The major concern that developers, landowners and promoters will have is around the valuation of land in the context of options, conditional contracts and promotion agreements and the uncertainty any changes will bring. In respect of agreements already negotiated, most will not have made sufficient allowance for the introduction of a new tax. For new agreements, given that at the point of land sale there will be no certainty of how much will be due under the proposed new tax and there could will be a greater use of overage payments and deferred consideration to allow for price adjustment once the level of tax is known. What will happen if the profit generated from a development is less than anticipated, or woes less than the tax due? Will a landowner be expected to repay money to the developer? The White Paper sells the idea that the levy will improve cash flow for developers but could it equally bankrupt some if viability is not properly accounted for? If viability is accounted for, doesn’t that remove one of the White Paper’s arguments about remove the delay caused by viability negotiations? Will land deals be completely restructured so that payments for land are themselves deferred until there is greater certainty on what the amount of the new levy might be? It is not unheard of for CIL definitions to include words like “and includes any similar or analogous tax or levy” or “and any similar or replacement development land tax” but on the whole, so much more certainty is needed to enable the market to properly respond to and address the changes in contractual negotiations.

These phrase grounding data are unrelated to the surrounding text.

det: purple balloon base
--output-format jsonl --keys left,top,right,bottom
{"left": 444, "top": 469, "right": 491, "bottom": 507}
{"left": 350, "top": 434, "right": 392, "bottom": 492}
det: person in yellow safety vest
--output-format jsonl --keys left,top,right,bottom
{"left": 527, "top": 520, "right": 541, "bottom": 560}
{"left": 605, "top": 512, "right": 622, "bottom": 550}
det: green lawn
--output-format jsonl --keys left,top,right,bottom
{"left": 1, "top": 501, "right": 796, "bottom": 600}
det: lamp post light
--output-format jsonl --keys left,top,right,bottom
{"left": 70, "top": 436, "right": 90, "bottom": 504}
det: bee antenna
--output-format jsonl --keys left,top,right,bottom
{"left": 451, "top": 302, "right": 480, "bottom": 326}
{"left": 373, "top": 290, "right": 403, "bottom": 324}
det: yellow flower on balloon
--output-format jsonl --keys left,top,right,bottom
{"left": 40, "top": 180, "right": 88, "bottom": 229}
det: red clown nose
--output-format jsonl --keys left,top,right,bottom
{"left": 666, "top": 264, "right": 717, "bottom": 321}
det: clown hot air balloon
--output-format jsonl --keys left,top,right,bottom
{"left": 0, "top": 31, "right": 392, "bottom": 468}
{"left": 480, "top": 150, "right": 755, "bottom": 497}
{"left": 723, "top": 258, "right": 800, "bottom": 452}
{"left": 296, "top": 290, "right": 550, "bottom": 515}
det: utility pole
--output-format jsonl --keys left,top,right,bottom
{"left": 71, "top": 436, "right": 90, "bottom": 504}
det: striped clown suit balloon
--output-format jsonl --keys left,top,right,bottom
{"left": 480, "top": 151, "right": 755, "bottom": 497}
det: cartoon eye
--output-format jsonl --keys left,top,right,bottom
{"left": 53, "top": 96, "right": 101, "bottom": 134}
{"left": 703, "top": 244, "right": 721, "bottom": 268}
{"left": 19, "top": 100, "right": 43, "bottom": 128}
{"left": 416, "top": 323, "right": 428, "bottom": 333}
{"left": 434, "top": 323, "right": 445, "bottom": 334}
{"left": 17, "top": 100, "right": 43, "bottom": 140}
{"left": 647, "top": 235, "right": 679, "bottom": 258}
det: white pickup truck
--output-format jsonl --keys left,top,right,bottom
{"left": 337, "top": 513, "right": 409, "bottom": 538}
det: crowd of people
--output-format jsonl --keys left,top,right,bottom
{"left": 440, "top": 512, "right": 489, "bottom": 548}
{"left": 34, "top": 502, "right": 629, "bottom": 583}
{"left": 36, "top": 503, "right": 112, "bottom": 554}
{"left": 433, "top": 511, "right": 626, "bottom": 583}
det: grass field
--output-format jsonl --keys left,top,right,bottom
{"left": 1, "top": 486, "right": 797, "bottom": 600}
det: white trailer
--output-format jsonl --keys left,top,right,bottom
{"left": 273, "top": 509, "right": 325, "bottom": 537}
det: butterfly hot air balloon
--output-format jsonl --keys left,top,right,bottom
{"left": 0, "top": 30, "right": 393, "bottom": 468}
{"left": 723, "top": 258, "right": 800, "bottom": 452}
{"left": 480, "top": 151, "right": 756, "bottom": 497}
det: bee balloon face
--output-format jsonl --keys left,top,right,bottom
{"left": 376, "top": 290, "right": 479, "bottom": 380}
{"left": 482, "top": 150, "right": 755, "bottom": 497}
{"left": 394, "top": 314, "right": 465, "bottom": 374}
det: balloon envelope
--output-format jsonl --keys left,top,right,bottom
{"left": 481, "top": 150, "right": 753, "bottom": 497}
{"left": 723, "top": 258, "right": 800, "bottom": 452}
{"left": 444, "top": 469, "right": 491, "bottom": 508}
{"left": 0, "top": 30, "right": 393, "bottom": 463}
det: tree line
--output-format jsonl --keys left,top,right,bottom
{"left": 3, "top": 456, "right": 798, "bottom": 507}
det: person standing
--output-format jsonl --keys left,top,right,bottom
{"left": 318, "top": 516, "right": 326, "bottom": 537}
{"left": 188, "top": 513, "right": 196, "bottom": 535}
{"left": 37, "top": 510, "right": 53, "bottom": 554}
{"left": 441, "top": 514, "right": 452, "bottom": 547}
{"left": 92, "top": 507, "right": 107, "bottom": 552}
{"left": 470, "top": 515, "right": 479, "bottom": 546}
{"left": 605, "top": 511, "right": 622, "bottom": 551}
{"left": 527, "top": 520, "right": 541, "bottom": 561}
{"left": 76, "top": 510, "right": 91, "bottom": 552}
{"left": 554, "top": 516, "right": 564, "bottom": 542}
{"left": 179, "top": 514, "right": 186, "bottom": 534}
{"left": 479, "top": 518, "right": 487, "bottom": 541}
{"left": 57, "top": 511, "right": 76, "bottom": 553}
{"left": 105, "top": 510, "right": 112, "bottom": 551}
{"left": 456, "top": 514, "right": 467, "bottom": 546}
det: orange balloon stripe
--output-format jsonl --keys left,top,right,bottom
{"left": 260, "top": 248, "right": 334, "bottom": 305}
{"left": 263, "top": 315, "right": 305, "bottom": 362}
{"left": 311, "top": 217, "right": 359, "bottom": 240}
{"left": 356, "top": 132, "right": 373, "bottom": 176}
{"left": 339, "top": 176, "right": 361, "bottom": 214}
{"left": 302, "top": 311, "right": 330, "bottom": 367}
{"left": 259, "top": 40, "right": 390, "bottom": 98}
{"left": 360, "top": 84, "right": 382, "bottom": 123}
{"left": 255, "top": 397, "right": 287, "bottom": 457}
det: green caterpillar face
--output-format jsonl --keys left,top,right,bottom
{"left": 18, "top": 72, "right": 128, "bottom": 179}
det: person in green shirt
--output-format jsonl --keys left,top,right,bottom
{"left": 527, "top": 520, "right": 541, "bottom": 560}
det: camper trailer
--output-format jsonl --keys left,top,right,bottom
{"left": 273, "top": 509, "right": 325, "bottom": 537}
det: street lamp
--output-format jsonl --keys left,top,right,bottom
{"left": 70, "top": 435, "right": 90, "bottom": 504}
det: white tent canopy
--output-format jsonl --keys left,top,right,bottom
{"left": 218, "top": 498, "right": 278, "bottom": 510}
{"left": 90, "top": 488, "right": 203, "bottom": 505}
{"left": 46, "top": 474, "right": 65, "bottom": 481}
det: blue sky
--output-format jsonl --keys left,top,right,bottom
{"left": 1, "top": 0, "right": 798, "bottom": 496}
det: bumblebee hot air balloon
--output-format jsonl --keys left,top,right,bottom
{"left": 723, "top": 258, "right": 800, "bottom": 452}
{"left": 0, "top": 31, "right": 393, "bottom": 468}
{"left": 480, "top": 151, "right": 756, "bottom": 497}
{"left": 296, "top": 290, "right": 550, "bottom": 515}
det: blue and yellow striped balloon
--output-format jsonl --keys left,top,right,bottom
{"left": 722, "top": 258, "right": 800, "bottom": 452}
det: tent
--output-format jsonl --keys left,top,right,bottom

It has been striking that, on the whole, the proposed changes have been welcomed by those in the development industry. There does appear to be a general acknowledgement that change is needed to speed up the development process. However, although many of the proposed changes are to be welcomed, our view is that a less radical approach could have the same impact by working within the existing system rather than seeking to tear it up and start from scratch. Every time even relatively modest changes are introduced, a raft of appeals and legal challenges are almost inevitable. Is there really any reason to be believe that this will be any different?”